Même si le webRTC est toujours en phase de développement, plusieurs essais concluants sont prometteurs. Certains développeurs ont même réussi à établir une communication peer 2 peer sans utiliser un serveur. Mais cela reste possible seulement au niveau d’un même réseau local. Au-delà, un serveur est requis pour relayer le trafic comme il se doit.
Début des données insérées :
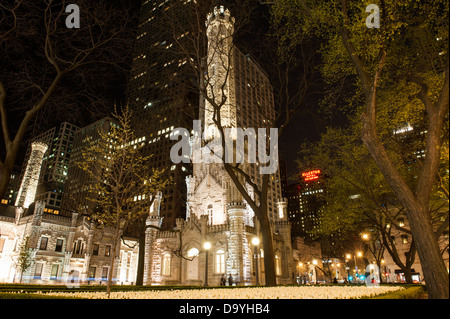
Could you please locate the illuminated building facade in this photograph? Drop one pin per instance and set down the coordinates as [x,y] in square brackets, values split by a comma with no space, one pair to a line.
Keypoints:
[55,164]
[28,187]
[305,200]
[216,214]
[158,95]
Pourquoi utiliser un serveur ?

En communiquant deux navigateurs en temps réel, le webRTC n’aura aucun problème lorsque la connexion s’établit au sein d’un même réseau local. Des soucis se posent cependant lorsqu’un pair souhaite atteindre un autre pair en dehors du réseau. Ceci s’explique par le fait qu’il devra percer plusieurs « couches » telles qu’un proxy (masquant l’adresse IP), un pare-feu (bloquant certains ports et protocoles) ou encore un NAT (routant le trafic). Pour tous les contourner, la technique Interactive Connectivity Establishment entre en jeu. ICE essaie tous les moyens possibles pour connecter les pairs. Elle peut commencer par l’utilisation de l’adresse IP d’un pair obtenu à partir du système d’exploitation et de la carte réseau du périphérique. Et si cette méthode échoue, elle doit solliciter l’aide d’un serveur appelé STUN. Si STUN ne suffit pas, le serveur TURN prend le relais.

Le protocole STUN

Cet acronyme signifie Session Traversal Utilities for NAT. Son objectif est de fournir à l’utilisateur, par une demande, son adresse IP publique (ou externe) ou le type de NAT qu’il utilise. Grâce à ces informations, l’utilisateur du WebRTC peut échanger des données ou communiquer. Mais il arrive que l’architecture réseau et le type de périphérique NAT soient complexes (cas d’un réseau d’entreprise par exemple), le serveur STUN n’arrive plus à détecter l’adresse externe. C’est alors que le TURN prend le relais. Il faut ici noter que la décision d’utiliser l’un ou l’autre serveur est coordonnée par ICE.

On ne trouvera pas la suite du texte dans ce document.